In addition to everything else, Saga is a very good poet. No, not poet in a teenage girl sense, but a real poet. Someone who can really see the world in a way that others don’t. And this is not just a proud father saying this — Saga just got news that she was shortlisted for the Foyle’s Young Poets Prize. They have real poets as judges and, get this, more than 7,000 submissions from all over the world. The letter congratulating her called it a “great achievement.” Yes, I’m proud, but I’m also not very surprised. She really is that good.
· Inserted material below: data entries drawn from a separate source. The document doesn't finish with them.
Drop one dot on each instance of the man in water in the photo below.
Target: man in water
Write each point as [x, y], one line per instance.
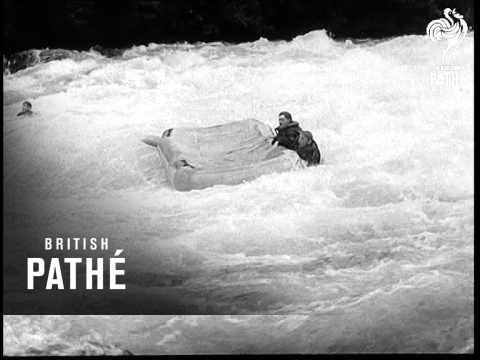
[26, 109]
[291, 136]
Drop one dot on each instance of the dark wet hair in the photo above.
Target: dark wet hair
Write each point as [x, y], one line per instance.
[286, 114]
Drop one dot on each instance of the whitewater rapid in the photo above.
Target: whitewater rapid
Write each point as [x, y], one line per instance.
[381, 233]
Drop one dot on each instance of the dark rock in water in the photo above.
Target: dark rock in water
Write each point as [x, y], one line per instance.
[88, 348]
[108, 52]
[25, 59]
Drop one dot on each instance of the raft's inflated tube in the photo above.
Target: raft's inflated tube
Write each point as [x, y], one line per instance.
[229, 154]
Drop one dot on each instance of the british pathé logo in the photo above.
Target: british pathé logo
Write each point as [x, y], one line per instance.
[451, 28]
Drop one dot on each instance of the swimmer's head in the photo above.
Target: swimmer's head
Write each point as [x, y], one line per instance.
[26, 106]
[284, 118]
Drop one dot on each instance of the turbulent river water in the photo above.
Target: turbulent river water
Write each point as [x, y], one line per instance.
[372, 251]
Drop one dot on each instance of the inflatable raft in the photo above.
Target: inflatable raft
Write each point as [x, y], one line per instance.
[196, 158]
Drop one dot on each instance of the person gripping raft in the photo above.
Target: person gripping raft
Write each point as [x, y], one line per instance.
[26, 109]
[290, 135]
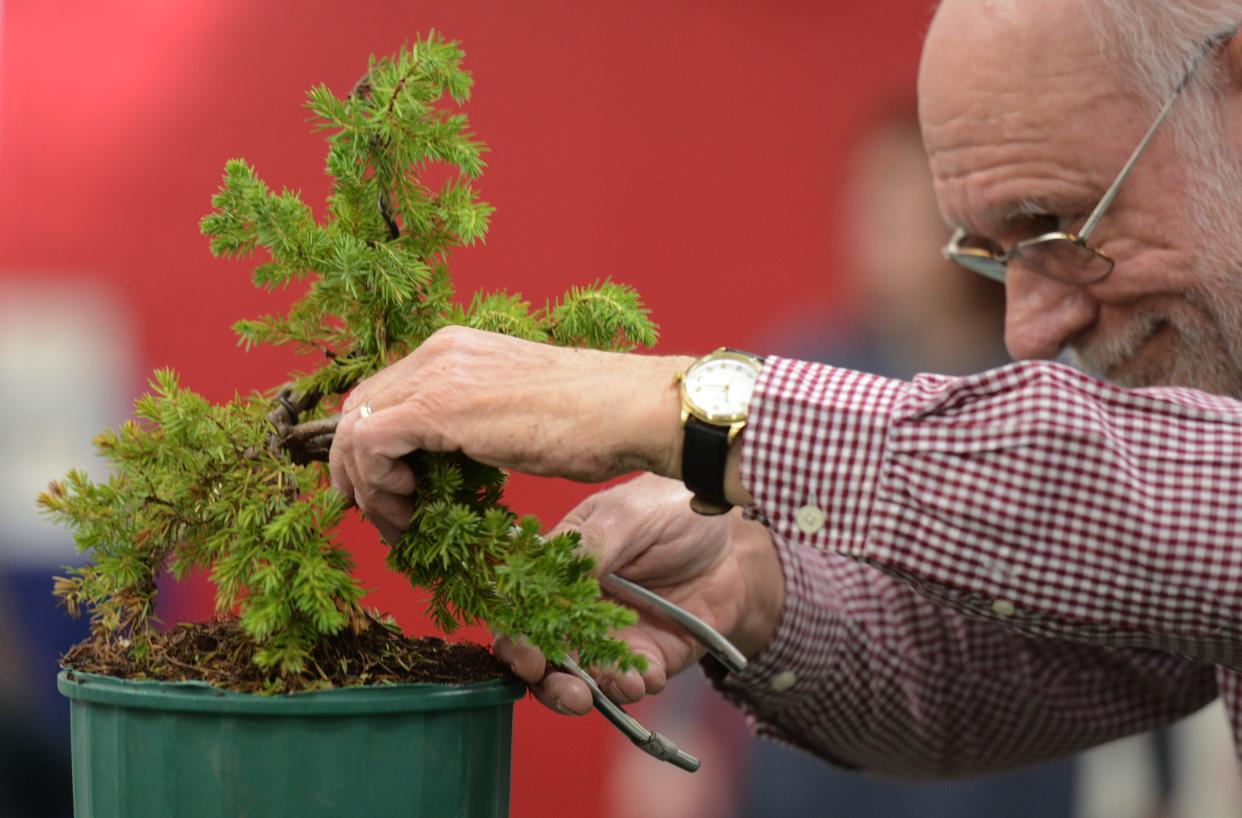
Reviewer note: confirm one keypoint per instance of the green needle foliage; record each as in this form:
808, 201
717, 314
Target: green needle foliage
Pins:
241, 490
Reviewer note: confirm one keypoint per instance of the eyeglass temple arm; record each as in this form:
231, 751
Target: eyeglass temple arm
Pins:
1110, 194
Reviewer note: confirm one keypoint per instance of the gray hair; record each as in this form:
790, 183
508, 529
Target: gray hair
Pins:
1151, 44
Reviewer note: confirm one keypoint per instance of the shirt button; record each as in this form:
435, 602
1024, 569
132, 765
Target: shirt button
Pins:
809, 519
783, 682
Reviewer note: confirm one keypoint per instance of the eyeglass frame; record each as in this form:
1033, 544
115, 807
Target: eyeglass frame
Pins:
964, 256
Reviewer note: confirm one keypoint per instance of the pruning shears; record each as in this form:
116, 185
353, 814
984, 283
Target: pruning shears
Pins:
650, 741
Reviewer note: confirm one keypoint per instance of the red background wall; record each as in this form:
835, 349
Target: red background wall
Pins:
688, 148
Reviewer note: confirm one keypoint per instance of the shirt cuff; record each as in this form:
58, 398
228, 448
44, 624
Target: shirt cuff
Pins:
814, 449
778, 683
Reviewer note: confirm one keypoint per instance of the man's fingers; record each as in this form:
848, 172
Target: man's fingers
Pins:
338, 458
525, 659
632, 685
564, 694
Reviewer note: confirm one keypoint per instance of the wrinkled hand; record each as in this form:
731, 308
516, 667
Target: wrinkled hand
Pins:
720, 569
543, 410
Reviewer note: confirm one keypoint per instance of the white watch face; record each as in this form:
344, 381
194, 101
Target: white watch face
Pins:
720, 387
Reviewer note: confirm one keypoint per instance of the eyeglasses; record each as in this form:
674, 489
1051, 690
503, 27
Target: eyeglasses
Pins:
1062, 256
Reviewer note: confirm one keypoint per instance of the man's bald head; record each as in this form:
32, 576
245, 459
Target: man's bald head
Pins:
1030, 108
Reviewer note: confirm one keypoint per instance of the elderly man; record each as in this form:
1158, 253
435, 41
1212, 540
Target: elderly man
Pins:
945, 575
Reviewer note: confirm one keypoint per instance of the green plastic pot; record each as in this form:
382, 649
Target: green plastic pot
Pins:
186, 750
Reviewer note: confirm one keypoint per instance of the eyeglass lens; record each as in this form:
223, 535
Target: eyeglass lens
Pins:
1063, 260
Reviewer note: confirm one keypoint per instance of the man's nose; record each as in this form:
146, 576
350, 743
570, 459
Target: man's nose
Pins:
1042, 314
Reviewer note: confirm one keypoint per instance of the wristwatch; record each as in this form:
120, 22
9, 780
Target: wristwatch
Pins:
716, 401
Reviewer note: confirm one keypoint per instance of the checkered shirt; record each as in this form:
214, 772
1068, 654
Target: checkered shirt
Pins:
994, 570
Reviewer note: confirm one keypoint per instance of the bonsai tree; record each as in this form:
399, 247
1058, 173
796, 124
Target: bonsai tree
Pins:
240, 489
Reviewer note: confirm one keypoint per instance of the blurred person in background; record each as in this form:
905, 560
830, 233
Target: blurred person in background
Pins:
1058, 562
35, 778
911, 312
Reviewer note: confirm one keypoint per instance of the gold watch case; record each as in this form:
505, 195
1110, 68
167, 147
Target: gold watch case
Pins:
704, 389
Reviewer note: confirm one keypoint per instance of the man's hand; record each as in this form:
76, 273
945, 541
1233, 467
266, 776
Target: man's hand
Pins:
545, 410
722, 569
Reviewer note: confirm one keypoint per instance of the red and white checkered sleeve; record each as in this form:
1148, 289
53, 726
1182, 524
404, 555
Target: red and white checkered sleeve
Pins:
1031, 494
935, 533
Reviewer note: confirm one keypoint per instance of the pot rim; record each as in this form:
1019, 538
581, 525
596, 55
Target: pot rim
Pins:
200, 696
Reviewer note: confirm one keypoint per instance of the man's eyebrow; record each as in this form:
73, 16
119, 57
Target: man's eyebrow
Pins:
1005, 216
Read this:
Thrones of Mortality
For there comes a time
When one must realize, that the Chinese emperor
Was just a man who sat on a chair.
A chair that – yes,
Could conjure up the vicious howls
Of ancient phantoms,
And exercise incantations from years of yore –
But was, in all simplicity,
Just a chair.
And there comes a time
When one must realize that
Confucius was merely the sweet aftertaste
From a night of
Wine-drinking,
Love-making,
Sticky-rice-mauling.
And that the lump on his bald head
Was nothing but a mother’s swollen womb
Where a baby girl once slept
Before she was swallowed by her quiet mistake.
And there comes a time
When one must venture to the
Realms of death and admit that –
Yes, there is a silence separating us and
Mortality, that spreads across the mind of
man like a black mud –
But we must focus on the important things,
The grass beneath my feet, for example.